Alphabet issued a $31.51B bond in February – including a 100-year tranche – as part of $140B in AI-focused investment-grade debt year to date, representing 49% of total issuance. The company plans $175–185B in 2026 capital expenditures on AI infrastructure, contributing to Big Tech’s $725B capex plan.
In February, Alphabet raised $31.51 billion through a multi-currency bond offering that included a rare 100-year tranche alongside U.S. dollar, sterling and Swiss franc debt, marking one of the largest tech bond deals in decades. This issuance underscores Alphabet’s strategy to lock in long-term financing for expansive AI projects.
Year to date, AI-related companies have issued roughly $140 billion in investment-grade bonds, accounting for 49% of total IG issuance, while high-yield AI debt stands at about $21 billion, or 38% of that market. Alphabet’s deal was the standout highlight, signaling a broader shift toward external financing to support AI ambitions.

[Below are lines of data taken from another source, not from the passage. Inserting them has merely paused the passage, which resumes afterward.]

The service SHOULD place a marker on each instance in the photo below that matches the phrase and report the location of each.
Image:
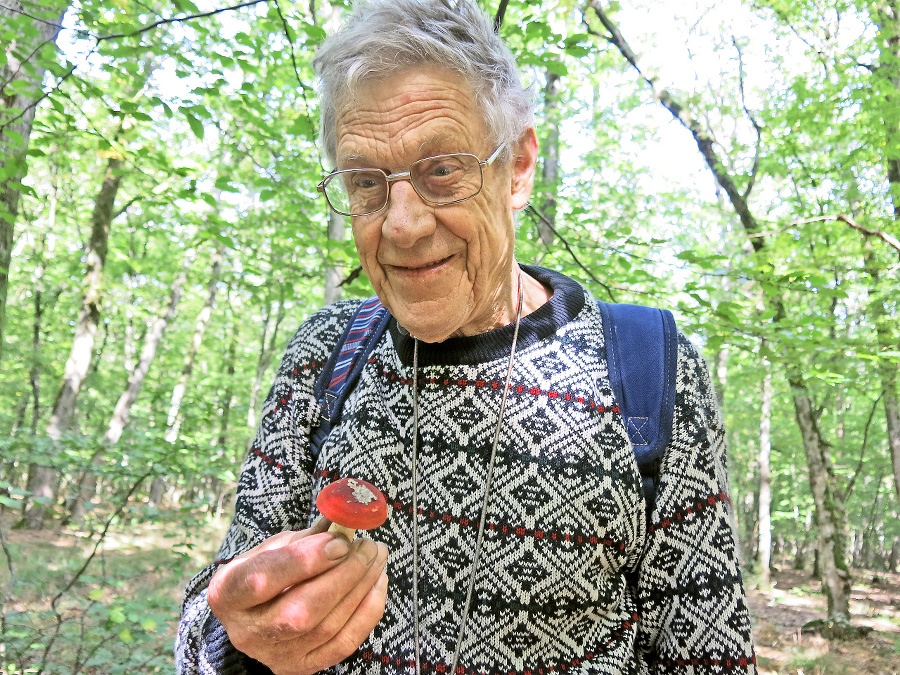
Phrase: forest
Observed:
(161, 239)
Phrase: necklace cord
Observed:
(484, 503)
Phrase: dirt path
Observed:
(783, 647)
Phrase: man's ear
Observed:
(524, 163)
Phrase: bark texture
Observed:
(42, 481)
(122, 412)
(764, 546)
(20, 81)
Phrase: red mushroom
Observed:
(352, 504)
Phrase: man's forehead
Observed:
(433, 144)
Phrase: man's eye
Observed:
(444, 168)
(364, 182)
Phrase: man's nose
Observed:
(407, 218)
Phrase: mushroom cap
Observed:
(353, 503)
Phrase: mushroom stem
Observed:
(345, 532)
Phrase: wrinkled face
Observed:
(442, 271)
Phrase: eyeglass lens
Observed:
(438, 180)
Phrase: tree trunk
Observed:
(36, 29)
(42, 485)
(829, 508)
(764, 546)
(830, 518)
(887, 17)
(337, 231)
(122, 411)
(550, 167)
(228, 395)
(174, 419)
(267, 345)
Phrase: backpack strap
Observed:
(345, 364)
(642, 352)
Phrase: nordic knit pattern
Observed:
(571, 579)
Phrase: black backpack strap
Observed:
(642, 352)
(344, 366)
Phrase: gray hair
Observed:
(383, 37)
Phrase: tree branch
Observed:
(756, 153)
(546, 221)
(139, 31)
(862, 450)
(889, 239)
(701, 137)
(498, 17)
(177, 19)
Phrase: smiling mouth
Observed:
(423, 267)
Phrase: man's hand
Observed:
(301, 601)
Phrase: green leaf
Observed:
(195, 124)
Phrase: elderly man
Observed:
(519, 538)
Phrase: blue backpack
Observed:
(641, 350)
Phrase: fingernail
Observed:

For 2026, Alphabet has earmarked $175 to $185 billion in capital spending, up sharply from prior levels, aimed at expanding data centers, servers and AI infrastructure. This allocation forms part of a $725 billion collective capex commitment by major tech firms racing to build AI capabilities.
The surge in debt raises questions about Alphabet’s leverage metrics and interest expenses over the long term, especially with a 100-year maturity on its balance sheet. Investors will be watching how efficiently these funds translate into AI-driven revenue growth to justify the expanded capital structure.